This report on the Sotheby’s Hong Kong contemporary art evening sale is available to AMMpro subscribers. (The first month of AMMpro is free and subscribers are welcome to sign up for the first month and cancel before they are billed.)
On Tuesday, Sotheby’s Hong Kong contemporary art evening sale brought in a total of HKD 684.1 million ($88.3 million) with buyer’s fees across 34 lots. Hammering at HKD 571.8 million ($73.8 million), the result placed solidly within the pre-sale estimate range HKD 400 million–570 million ($51.5–73.4 million). The sale had a high sell-through rate by lot of 92 percent. The figure marks an increase of 26 percent over the October 2019 equivalent sale total of HKD 538.2 million ($69.4 million) made across 30 sold lots.
This year marked the highest Asia-based contemporary evening sale estimate for Sotheby’s with an equal number of Western and Asian artists represented in the offerings. Overall, 68 percent of works sold above the high estimate, 30 percent sold within the pre-sale expectation and 1 works failed to reach the low estimate.
The leading lots of the evening auction included works by Western artists. Gerhard Richter’s abstraction from 1987 sold for HKD 214.6 million ($27.7 million) from the collection of Ron Perelman, setting a record for the highest price ever achieved for a Western artist in an Asia auction. It went for 1.8 times the low estimate of HKD 120 million ($15.5 million.). Francis Bacon’s Study for a Portrait (1979) featuring the face of Bacon’s confidant and heir to his estate, John Edward, sold for HKD 37.7 million ($4.9 million), meeting its high estimate. It last sold at Sotheby’s New York in November 2011 for $4.4 million, where it was acquired by the seller.

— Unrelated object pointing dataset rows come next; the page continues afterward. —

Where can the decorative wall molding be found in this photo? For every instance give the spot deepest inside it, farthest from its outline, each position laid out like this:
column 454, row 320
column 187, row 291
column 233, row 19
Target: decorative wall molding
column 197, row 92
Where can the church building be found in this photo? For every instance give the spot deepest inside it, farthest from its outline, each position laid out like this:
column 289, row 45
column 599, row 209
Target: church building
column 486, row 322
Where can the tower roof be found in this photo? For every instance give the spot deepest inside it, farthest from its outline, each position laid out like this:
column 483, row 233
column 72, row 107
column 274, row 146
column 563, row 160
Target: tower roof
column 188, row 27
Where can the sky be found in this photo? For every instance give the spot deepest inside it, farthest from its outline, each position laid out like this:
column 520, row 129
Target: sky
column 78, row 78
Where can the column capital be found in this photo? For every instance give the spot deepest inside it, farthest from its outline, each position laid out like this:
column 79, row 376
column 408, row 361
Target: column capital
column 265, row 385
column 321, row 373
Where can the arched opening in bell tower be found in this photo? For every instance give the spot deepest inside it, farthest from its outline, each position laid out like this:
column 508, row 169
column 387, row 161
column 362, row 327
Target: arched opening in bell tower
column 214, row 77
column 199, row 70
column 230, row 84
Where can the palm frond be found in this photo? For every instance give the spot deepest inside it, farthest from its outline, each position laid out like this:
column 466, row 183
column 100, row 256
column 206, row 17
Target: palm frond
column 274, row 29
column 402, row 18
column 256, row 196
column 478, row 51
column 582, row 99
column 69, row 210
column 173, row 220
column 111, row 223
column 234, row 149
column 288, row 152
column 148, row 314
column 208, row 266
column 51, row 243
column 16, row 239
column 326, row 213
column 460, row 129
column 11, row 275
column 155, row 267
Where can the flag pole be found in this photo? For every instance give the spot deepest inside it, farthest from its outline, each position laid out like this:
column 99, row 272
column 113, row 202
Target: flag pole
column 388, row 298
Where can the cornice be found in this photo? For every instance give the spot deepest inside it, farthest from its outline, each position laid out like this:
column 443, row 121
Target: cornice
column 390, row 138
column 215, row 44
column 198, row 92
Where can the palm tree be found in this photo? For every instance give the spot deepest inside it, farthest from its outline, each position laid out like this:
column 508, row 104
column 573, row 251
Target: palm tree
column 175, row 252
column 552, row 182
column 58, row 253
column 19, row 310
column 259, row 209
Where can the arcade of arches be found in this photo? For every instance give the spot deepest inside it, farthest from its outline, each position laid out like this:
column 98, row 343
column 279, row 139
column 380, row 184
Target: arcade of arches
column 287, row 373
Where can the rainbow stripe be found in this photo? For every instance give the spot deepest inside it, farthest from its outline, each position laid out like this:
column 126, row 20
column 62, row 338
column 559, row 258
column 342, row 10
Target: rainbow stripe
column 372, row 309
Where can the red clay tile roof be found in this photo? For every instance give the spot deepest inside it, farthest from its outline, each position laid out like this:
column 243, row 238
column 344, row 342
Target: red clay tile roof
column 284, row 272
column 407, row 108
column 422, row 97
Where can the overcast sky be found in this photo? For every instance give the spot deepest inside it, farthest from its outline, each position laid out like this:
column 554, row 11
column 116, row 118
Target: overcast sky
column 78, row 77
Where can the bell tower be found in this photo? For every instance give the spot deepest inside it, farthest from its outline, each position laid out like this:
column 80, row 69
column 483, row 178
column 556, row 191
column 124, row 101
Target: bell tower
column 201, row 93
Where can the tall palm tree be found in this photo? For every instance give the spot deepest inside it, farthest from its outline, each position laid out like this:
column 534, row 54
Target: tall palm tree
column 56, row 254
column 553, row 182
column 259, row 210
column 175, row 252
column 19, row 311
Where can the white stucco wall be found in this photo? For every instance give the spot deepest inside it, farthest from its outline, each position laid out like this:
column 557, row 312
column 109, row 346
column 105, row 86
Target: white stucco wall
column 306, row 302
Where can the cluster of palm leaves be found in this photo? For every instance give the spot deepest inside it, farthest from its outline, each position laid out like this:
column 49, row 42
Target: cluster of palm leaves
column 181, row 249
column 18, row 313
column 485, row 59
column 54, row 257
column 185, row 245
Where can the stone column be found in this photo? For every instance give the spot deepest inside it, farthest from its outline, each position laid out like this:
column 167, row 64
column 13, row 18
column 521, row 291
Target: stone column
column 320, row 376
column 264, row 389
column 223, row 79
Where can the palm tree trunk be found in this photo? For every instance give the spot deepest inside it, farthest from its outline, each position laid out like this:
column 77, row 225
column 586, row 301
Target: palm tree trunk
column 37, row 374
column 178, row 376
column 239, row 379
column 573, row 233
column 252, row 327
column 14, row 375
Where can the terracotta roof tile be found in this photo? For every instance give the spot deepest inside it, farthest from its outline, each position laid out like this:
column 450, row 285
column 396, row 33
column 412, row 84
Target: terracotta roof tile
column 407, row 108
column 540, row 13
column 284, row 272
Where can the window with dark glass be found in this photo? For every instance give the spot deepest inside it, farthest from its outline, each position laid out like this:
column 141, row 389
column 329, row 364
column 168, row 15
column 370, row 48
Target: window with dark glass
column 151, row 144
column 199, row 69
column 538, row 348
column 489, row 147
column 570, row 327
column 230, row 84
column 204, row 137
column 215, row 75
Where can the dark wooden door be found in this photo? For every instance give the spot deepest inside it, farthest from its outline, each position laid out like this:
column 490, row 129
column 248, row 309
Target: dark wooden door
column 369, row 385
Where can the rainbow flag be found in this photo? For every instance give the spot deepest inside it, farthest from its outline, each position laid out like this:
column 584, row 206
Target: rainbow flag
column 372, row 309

Adrien Ghenie’s Lidless Eye (2016-2018) went for HKD 54.9 million ($7.1 million), landing within its estimate range. Banksy’s Forgive Us Our Trespassing (2011), a four-part painting depicting graffiti-tagged stain glass windows with a praying figure sold for HKD 64.1 million ($8.27 million). It sold for four times its expectation of HKD 16 million ($2.1 million). It came from the collection of Steve Lazarides, an early dealer of Banksy’s work and an active promoter of street art. George Condo’s painting, Purple and Yellow Abstraction (2012), went for HKD 31.6 million ($4.1 million). In almost a decade since its last sale in May 2013 at Sotheby’s, where the seller acquired it for $1.1 million, the work’s value has quadrupled.
At another point in the sale, holdings from the prominent Johnson Chang collection saw solid results. Zhang Xiaogang’s triptych, The Dark Trilogy (1989-90), went for HKD 59.9 million ($7.1 million), more than doubling the low estimate of HKD 25 million ($3.2 million). Just one panel, The Dark Trilogy: Sorrow was sold at Christie’s Hong Kong in 2016 for HKD 8.4 million ($1 million). The Sotheby’s sale was the first time the complete three-part work has ever been sold as a whole.
Bejjing-based artist Zeng Fangzhi’s Mask Series No. 11 (1994) featuring a suited figure with a dog in the background went to a buyer for HKD 23.7 million ($3.1 million), reaching a selling price just above the high estimate. This was the first time the work came to auction. Liu Ye’s Florence (1994), an example from the artist’s German period depicting the Italian landscape of Fort Belvedere and an angel-winged child figure sold for HKD 11.1 million ($1.4 million), also making above the high estimate. It last sold at Christie’s Hong Kong in 2006 for HKD 960,000 ($123,076). Over its 14-year holding period, the work’s value has increased by 1,038 percent.
Emerging artists also saw attention from bidders. Newly-minted auction star Otis Quaicoe debuted in the region with the sale of Flower Boy (2019), a figurative portrait of a man holding a bouquet of flowers. It is the fourth work of Quaicoe’s to surface at auction and was acquired by the seller from the artist. It sold for HKD 1.1 million ($138 million), going for four times the low estimate of HKD 200,000 ($25,800). Firenze Lai’s black and white figurative painting sold for HKD 3 million ($390,000), making three times the low estimate of HKD 900,000 ($116,000).
Some works by postwar blue-chip names underperformed. Ed Ruscha’s yellow text painting President (1972), made originally for a benefit sale at Pace Gallery, sold for HK 10.1 million ($1.3 million), hammering at its low estimate. It last sold at Sotheby’s in May 1995 for $18,400. In more than two decades, the work’s value has increased by 6,965 percent. Elsewhere in the sale, a 2017 David Hockney still life and Ellsworth Kelly’s Blue Angles (2014), each new to the market and lacking in strong provenance, failed to find buyers.